The expansion is defying predictions of an economic downturn, as June employment data released Friday by the U.S. Department of Labor also exceeded predictions.
Nonfarm employers added 224,000 jobs in June, according to the department, exceeding economists’ predictions of roughly 165,000.
A report released by ADP and Moody’s Analytics earlier this week projected private payroll growth of about 102,000, well below the 191,000 reported by the Department of Labor.
Professional and business services added 51,000 jobs; health care added 35,000; government added 33,000; transportation and warehousing added 24,000; construction added 21,000 and manufacturing added 17,000 jobs in June, the most since January.
“Today’s jobs report shows the U.S. economy continues to create jobs at a strong pace even as we enter the longest period of economic expansion on record,” Tony Bedikian, head of global markets at Citizens Bank, told CNBC.
Unemployment remains near a five-decade low at 3.7 percent, with the total labor force growing by 335,000 workers to just under 163 million.
The underemployed rate of 7.2 percent is closest to its lowest level reported since early 2001, with the labor force participation rate increasing by one-tenth to 62.9 percent, its best since March.
The number of those counted who are not in the labor force fell by 158,000 to 96.1 million.
“JOBS! JOBS! JOBS!” President Donald Trump tweeted after the Friday report’s release. Trump has credited the booming economy in part on the 2017 Tax Cuts and Jobs Act which lowered taxes for most Americans.
Average earnings also increased by 6 cents an hour since May, and increased by 3.1 percent overall all within the last year.
The average workweek remained unchanged at 34.4 hours.
Despite fears over trade war rhetoric, June’s job gains were stronger than economist predictions and larger than May’s tepid numbers.
Employers have added jobs for a record 105 consecutive months, averaging 171,000 jobs per month over the past three months.
The stock market rallied after G-20 negotiations ended with the U.S. and China promising no additional tariffs.
In July 2019, the Dow Jones Industrial Average reached an all time high of 26,966.

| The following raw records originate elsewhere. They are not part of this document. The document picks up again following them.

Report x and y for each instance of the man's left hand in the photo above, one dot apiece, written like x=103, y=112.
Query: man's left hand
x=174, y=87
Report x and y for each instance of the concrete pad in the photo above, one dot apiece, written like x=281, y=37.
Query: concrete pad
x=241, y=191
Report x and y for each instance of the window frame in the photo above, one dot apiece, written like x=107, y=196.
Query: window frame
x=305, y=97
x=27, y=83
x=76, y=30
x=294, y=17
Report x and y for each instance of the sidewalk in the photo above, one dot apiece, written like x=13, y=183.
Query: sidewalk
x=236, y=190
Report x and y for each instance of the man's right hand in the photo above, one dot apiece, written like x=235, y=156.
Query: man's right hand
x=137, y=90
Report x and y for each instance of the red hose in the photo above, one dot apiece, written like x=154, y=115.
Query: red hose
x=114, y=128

Before the July 4 holiday, the S&P 500 Index increased 0.8 percent, hitting the highest on record with its fifth consecutive advance. The Nasdaq indexes also rose past closing records set in early May.
Ryan Detrick, senior market strategist for LPL Financial, told Bloomberg News, “The bottom line is the dual benefit of both fiscal and monetary policy should help extend this business cycle potentially much longer than many expect.”